Unser Schulkind ist nun bereits schon in der dritten Klasse. Während es mit der Zahlenwelt mal auf und mal ab geht, sind die Buchstaben doch schon lange ein fester Teil ihrer Kinderwelt. Auch außerhalb der schulischen Verpflichtungen wird geschrieben und mittlerweile gibt es sogar schon kleine Briefchen, die nicht für unsere Augen bestimmt sind. Der Mann ist in diesem Briefgeheimnis bewahren, tatsächlich besser als ich. Die Neuerscheinung "Ich schreib dir einen Brief: Alles für deine erste Post - mit 16-seitigem Heft, Briefpapier, Stickern, Umschlägen und Co."* aus dem Duden-Verlag kommt daher genau zur richtigen Zeit.

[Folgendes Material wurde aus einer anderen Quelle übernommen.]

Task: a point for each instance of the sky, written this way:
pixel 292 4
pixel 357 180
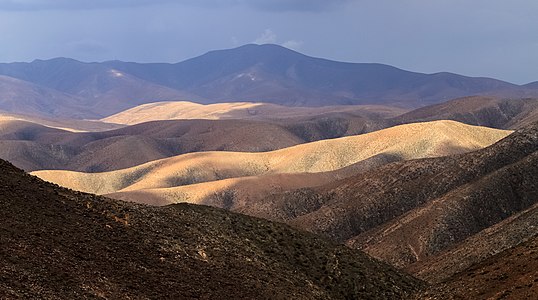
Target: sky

Abbildung vom Duden-Verlag
Die Box enthält ein kleines Heftchen, in dem der junge Leser nicht nur eine Einführung in die Geschichte des Briefeschreibens bekommt, sondern auch eine Anleitung, wie man einen Brief mit Ort und Datum, Anrede, Hauptteil, Schlusssatz und Grußformel gliedern kann. Genauso ausführlich wird der Briefumschlag vorgestellt. Danach folgt die besondere Form der Einladung und schließlich wird auch noch der elektronische Brief - die e-mails thematisiert. Dazu gibt es Spiele und Knobelaufgaben rund um das Thema Brief.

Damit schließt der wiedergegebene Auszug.